Yukio Mishima ‘Spring Snow’

After reading Yukio Mishima ‘Spring Snow’, I was inspired to write this short article on his birthday.

“Dreams, memories, the sacred–they are all alike in that they are beyond our grasp. Once we are even marginally separated from what we can touch, the object is sanctified; it acquires the beauty of the unattainable, the quality of the miraculous. Everything, really, has this quality of sacredness, but we can desecrate it at a touch. How strange man is! His touch defiles and yet he contains the source of miracles.” ― taken from Yukio Mishima ‘Spring Snow’ pp.46

Book cover from Yukio Mishima ‘Spring Snow’

Yukio Mishima’s Spring Snow is the first novel in his masterful tetralogy, The Sea of Fertility. Here we meet Shigekuni Honda, who narrates this epic tale of what he believes are the successive reincarnations of his friend, Kiyoaki Matsugae.

It is 1912 in Tokyo, and the hermetic world of the ancient aristocracy is being breached for the first time by outsiders — rich provincial families unburdened by tradition, whose money and vitality make them formidable contenders for social and political power.

Shigekuni Honda, an aspiring lawyer and his childhood friend, Kiyoaki Matsugae, are the sons of two such families. As they come of age amidst the growing tensions between old and new, Kiyoaki is plagued by his simultaneous love for and loathing of the spirited young woman Ayakura Satoko.

But Kiyoaki’s true feelings only become apparent when her sudden engagement to a royal prince shows him the magnitude of his passion — and leads to a love affair both doomed and inevitable.

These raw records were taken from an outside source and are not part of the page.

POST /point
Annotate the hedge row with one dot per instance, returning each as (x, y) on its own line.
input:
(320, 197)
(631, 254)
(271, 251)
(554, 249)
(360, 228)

“His conviction of having no purpose in life other than to act as a distillation of poison was part of the ego of an eighteen-year-old. He had resolved that his beautiful white hands would never be soiled or calloused. He wanted to be like a pennant, dependent on each gusting wind. The only thing that seemed valid to him was to live for the emotions―gratuitous and unstable, dying only to quicken again, dwindling and flaring without direction or purpose.”